Algorithm	Best	Average	Worst	Aux Memory
Quicksort	O(n log n)	Θ(n log n)	Θ(n²)	O(log n) avg stack, O(n) worst
Quickhull	O(n log n)	~O(n log n)	O(n²)	O(n) recursion + point sets
Merge Sort	Θ(n log n)	Θ(n log n)	Θ(n log n)	O(n) auxiliary array
Insertion Sort	O(n)	Θ(n²)	Θ(n²)	O(1)

Important: Big-O hides constants. For real systems, cache locality, branch prediction, and memory allocation overhead can make an O(n log n) algorithm faster than another O(n log n) algorithm by a factor of 2–5×. Quicksort's in-place nature gives it excellent cache behavior.

3) How to Bound Computational Complexity (Recurrences)

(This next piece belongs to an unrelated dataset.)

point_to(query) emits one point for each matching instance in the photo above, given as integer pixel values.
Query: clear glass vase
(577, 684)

Divide-and-conquer algorithms are naturally described by recurrence equations. The three main tools are: substitution, recursion tree, and the Master Theorem.

Master Theorem

For recurrences of the form \(T(n) = aT\!\left(\tfrac{n}{b}\right) + f(n)\), with \(a \ge 1\), \(b > 1\):

Let \(d = \log_b a\). Then:

Case 1: If \(f(n) = O(n^{d-\varepsilon})\) for some \(\varepsilon > 0\), then \(T(n) = \Theta(n^d)\)
Case 2: If \(f(n) = \Theta(n^d)\), then \(T(n) = \Theta(n^d \log n)\)
Case 3: If \(f(n) = \Omega(n^{d+\varepsilon})\) and regularity holds, then \(T(n) = \Theta(f(n))\)

Quicksort Recurrences

General recurrence (pivot splits into parts of size \(k\) and \(n-k-1\)):

\[T(n) = T(k) + T(n-k-1) + \Theta(n)\]

Balanced case \((k \approx n/2)\) — ideal pivot:

\[T(n) = 2T\!\left(\tfrac{n}{2}\right) + \Theta(n)\]

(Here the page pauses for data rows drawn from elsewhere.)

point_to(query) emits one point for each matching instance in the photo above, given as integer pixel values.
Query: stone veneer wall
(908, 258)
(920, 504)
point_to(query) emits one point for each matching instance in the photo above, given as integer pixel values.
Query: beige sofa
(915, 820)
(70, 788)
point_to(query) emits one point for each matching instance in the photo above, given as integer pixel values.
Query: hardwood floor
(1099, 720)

Master theorem: \(a=2,\, b=2,\, f(n)=\Theta(n)\), so \(d=\log_2 2 = 1\). Case 2 applies: \(T(n) = \Theta(n \log n)\).

Worst case \((k=0)\) — always smallest or largest element as pivot:

\[T(n) = T(n-1) + \Theta(n)\]

Unrolling: \(T(n) = \Theta(n) + \Theta(n-1) + \cdots + \Theta(1) = \Theta(n^2)\).

Unrolling the Worst-Case Recurrence (Step by Step)

Start with \(T(n) = T(n-1) + cn\) for some constant \(c > 0\):

\[T(n) = T(n-1) + cn\] \[= T(n-2) + c(n-1) + cn\] \[= T(n-3) + c(n-2) + c(n-1) + cn\] \[\vdots\] \[= T(1) + c \cdot 2 + c \cdot 3 + \cdots + cn\] \[= T(1) + c\sum_{k=2}^{n} k = T(1) + c\left(\frac{n(n+1)}{2} - 1\right) = \Theta(n^2)\]

4) Partition Procedure and Quicksort Algorithm

4a) Lomuto Partition (simple, educational)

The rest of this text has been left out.